Senior administration officials have telegraphed that a series of concrete tax proposals will play a key role in Obama's 2014 budget proposal, which is due out Wednesday.
The White House has also signaled that Obama will propose cuts to entitlement spending. Overall, officials say, his proposed spending cuts and revenue increases would reduce deficits by $1.8 trillion. Of that, $1.2 trillion would replace the forced budget cuts that went into effect on March 1.
The president's budget, which comes after the Senate and House have each passed separate and very different 2014 budget frameworks, is not expected to be enacted.
In fact, it has already drawn fire from the right and the left: Republicans, who agreed to roughly $600 billion in revenue increases in the fiscal cliff deal at the start of the year, have signaled they'll reject his tax proposals, at least not without far more significant spending cuts. And some Democrats and entitlement advocacy groups have blasted a measure he will propose that would result in smaller-than-promised Social Security benefits.
But the plan lays the marker for what Obama will seek in tax increases when he negotiates with Congress later this year.
Some of the tax measures Obama will unveil formally on Wednesday will resemble his previous proposals, and in most cases, they will be aimed at the wealthy.
Impose new limit on tax-deferred retirement accounts: Among his new tax measures, Obama will propose setting a $3 million limit on an individual's savings balance across IRAs and other tax-preferred retirement accounts.
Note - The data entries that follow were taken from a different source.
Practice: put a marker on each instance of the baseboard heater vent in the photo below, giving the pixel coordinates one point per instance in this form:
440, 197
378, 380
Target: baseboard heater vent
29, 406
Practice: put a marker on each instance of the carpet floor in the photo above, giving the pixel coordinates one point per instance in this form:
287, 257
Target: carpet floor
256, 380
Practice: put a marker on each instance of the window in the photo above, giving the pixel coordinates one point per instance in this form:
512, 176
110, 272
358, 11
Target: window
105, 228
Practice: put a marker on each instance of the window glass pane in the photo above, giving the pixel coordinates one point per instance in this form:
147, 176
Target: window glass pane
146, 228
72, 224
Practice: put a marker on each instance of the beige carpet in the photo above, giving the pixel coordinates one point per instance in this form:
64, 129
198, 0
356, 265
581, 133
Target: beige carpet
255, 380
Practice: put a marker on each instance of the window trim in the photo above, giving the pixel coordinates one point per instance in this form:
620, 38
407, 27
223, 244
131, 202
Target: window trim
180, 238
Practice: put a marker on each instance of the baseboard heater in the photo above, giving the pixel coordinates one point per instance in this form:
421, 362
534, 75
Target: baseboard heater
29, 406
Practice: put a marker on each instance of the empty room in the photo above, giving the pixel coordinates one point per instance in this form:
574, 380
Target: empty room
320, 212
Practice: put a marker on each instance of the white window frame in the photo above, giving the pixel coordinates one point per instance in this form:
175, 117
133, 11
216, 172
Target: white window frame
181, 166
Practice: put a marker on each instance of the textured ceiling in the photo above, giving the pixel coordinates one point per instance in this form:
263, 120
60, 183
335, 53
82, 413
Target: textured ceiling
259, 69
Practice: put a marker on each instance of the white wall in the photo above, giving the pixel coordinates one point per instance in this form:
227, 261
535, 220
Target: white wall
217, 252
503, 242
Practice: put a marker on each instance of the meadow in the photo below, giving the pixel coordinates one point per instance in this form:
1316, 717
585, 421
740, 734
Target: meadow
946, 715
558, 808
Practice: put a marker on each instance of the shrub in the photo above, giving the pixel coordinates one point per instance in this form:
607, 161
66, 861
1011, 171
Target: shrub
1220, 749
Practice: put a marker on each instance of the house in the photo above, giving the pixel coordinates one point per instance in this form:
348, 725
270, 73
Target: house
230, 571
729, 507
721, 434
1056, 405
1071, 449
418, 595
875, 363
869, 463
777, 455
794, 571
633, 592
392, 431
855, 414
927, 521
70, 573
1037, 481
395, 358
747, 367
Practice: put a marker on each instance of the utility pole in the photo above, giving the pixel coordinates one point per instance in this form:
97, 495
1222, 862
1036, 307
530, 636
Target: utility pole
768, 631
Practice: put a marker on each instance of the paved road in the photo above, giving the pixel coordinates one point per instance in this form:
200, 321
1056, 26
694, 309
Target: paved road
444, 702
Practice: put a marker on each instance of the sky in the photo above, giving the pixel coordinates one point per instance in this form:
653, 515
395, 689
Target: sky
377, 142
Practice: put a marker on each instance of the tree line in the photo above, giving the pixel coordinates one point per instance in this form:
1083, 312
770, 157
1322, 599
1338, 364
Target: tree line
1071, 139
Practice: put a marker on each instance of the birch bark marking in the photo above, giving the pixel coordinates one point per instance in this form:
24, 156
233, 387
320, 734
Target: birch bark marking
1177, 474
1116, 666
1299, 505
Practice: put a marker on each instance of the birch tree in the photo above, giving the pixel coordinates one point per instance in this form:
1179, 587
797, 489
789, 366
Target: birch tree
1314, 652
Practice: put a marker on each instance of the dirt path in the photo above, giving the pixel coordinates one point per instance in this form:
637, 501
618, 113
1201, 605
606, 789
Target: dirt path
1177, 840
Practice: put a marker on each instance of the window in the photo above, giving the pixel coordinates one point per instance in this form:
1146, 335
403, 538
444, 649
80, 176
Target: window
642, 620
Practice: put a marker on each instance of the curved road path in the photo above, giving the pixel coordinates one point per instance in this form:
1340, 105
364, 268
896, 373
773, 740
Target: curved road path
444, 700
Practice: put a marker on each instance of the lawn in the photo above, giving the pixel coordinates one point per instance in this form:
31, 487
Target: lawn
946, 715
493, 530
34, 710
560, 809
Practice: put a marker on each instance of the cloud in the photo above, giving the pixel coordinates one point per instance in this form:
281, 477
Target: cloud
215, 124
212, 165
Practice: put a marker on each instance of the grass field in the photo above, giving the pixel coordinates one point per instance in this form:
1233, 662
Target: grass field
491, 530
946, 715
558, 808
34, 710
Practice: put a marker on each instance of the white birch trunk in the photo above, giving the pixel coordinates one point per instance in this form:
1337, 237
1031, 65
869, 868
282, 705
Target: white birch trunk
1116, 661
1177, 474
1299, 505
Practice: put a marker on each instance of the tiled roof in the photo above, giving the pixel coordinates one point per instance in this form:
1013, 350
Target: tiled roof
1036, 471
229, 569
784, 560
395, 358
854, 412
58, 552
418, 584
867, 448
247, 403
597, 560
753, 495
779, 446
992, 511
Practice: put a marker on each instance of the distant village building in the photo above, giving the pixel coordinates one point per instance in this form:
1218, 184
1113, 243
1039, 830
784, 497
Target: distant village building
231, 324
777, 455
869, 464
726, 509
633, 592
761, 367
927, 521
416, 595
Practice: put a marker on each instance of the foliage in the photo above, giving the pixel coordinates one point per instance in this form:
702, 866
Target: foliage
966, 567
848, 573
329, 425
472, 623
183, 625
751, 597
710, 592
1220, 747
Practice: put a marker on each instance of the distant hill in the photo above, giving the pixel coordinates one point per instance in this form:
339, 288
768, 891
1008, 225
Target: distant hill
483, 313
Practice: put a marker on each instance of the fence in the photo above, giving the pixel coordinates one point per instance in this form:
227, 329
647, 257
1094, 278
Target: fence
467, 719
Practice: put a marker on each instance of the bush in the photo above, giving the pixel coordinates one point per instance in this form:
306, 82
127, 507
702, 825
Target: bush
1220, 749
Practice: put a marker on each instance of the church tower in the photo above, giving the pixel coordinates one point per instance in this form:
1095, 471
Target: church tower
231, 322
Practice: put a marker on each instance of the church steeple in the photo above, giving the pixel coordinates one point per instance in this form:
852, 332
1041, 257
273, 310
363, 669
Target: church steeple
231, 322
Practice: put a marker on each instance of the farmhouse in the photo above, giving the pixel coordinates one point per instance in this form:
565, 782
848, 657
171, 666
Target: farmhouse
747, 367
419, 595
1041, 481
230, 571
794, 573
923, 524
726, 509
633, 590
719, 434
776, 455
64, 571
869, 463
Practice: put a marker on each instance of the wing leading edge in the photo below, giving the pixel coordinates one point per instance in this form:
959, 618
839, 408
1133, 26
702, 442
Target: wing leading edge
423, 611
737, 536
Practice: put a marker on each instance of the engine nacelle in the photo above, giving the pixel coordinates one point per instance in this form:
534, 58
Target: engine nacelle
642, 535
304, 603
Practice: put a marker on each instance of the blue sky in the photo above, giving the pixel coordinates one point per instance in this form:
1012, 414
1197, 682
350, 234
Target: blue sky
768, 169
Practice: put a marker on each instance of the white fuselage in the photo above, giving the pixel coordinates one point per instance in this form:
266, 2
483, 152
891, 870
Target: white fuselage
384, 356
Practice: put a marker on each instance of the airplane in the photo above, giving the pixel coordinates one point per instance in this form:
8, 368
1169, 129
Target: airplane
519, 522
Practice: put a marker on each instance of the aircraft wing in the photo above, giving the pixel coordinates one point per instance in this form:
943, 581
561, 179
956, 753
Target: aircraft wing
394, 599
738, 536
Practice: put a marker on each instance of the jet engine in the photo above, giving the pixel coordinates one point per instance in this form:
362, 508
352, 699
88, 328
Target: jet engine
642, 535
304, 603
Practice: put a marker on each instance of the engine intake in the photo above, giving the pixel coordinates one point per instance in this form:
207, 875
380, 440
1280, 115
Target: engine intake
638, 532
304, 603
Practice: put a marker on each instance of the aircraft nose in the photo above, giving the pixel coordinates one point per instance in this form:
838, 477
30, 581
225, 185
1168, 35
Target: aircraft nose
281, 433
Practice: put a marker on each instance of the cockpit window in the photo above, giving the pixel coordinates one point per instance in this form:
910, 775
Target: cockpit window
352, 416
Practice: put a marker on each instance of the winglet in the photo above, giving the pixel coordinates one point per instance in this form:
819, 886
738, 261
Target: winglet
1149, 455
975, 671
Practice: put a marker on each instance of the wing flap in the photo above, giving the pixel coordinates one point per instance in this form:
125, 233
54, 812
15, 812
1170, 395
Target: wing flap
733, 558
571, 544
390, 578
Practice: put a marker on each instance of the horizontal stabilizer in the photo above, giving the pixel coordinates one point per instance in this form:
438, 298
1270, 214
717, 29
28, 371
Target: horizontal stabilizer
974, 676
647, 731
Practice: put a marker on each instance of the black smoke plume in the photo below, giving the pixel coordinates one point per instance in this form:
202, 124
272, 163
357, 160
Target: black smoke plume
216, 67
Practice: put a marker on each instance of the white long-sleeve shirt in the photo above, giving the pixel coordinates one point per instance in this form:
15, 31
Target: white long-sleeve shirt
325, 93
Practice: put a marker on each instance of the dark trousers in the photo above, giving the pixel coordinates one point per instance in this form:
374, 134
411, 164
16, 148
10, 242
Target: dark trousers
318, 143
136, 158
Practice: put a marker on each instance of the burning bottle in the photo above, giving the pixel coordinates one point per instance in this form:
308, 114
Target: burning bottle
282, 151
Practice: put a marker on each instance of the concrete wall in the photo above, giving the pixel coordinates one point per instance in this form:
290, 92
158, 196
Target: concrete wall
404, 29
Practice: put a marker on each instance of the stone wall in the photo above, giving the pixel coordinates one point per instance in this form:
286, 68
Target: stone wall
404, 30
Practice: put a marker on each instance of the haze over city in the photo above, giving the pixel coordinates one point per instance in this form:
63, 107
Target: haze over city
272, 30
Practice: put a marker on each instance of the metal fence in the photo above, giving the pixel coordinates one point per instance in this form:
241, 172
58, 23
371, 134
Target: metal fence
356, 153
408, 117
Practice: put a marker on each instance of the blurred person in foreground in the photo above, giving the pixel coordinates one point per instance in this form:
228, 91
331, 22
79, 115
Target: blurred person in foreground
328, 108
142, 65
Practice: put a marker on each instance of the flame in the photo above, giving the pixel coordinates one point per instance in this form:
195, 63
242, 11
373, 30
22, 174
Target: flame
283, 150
A $3 million balance could finance an annuity of $205,000 per year in retirement, according to senior administration officials, who added that the proposal could raise an estimated $9 billion over a decade.
It's unclear how the proposal would be implemented. For instance, what would happen if a balance exceeds $3 million for a short while, but then falls below $3 million?
But in theory, "the logic of such a proposal makes sense: We want to encourage people to save for retirement but that should not be open-ended. Rich folks don't need government subsidies to encourage and enable them to save for retirement," said Roberton Williams of the Tax Policy Center.
Add new tax on cigarettes and other tobacco products: To fund expanded access to pre-K education, an idea floated in the president's State of the Union address, Obama will propose a new federal tax on cigarette and other tobacco products.
It won't be the first time. In 2009, he signed into law a federal tax increase on cigarettes to help pay for an expansion of the State Children's Health Insurance Program, which provides health care for 8 million children.
Change how inflation is measured: Obama has already gotten a torrent of criticism from the left for supporting a switch to chained CPI, which is a new way to measure inflation that will reduce projected federal spending by slowing the growth in federal benefits that are annually adjusted for cost of living.
But chained CPI would also raise more revenue, since many parts of the tax code are adjusted for inflation every year, including income tax brackets, the standard deduction, phase-out levels for tax credits and contribution limits to 401(k)s.
In President Obama's fiscal cliff negotiations with House Speaker John Boehner, he supported a switch to chained CPI, which the White House estimated would raise about $100 billion in revenue alone.
The Tax Policy Center estimates that by 2020, the use of chained CPI could mean an average tax increase of $311 among the nearly 81 percent of households that would see a tax increase.
Cap value of itemized deductions: The president again will call for limiting the value of itemized deductions and exclusions for high-income households.
Normally a taxpayer multiplies her top tax rate by the amount of a deduction to calculate the taxes saved. But Obama would cap that rate at 28%, which is below the top two income tax rates. So someone in the 39.6% bracket today would save $39.60 on a $100 deduction. Under Obama's proposal, she would save $28.
Raise tax rate on investment fund manager income: Managers of private equity, venture capital and hedge funds are taxed 20% on the portion of their compensation known as carried interest, essentially paying the long-term capital gain rate.
Obama would like carried interest to be treated as ordinary income, which means those managers would pay a rate as high as 39.6%, or more than 2.5 times the rate they pay now.
Close 'loopholes': Any number of proposals may fall under this favorite catch-all phrase of politicians.
Often topping the president's loophole list are tax breaks that benefit oil and gas companies. So it will come as no surprise if he once again calls for their repeal or modification.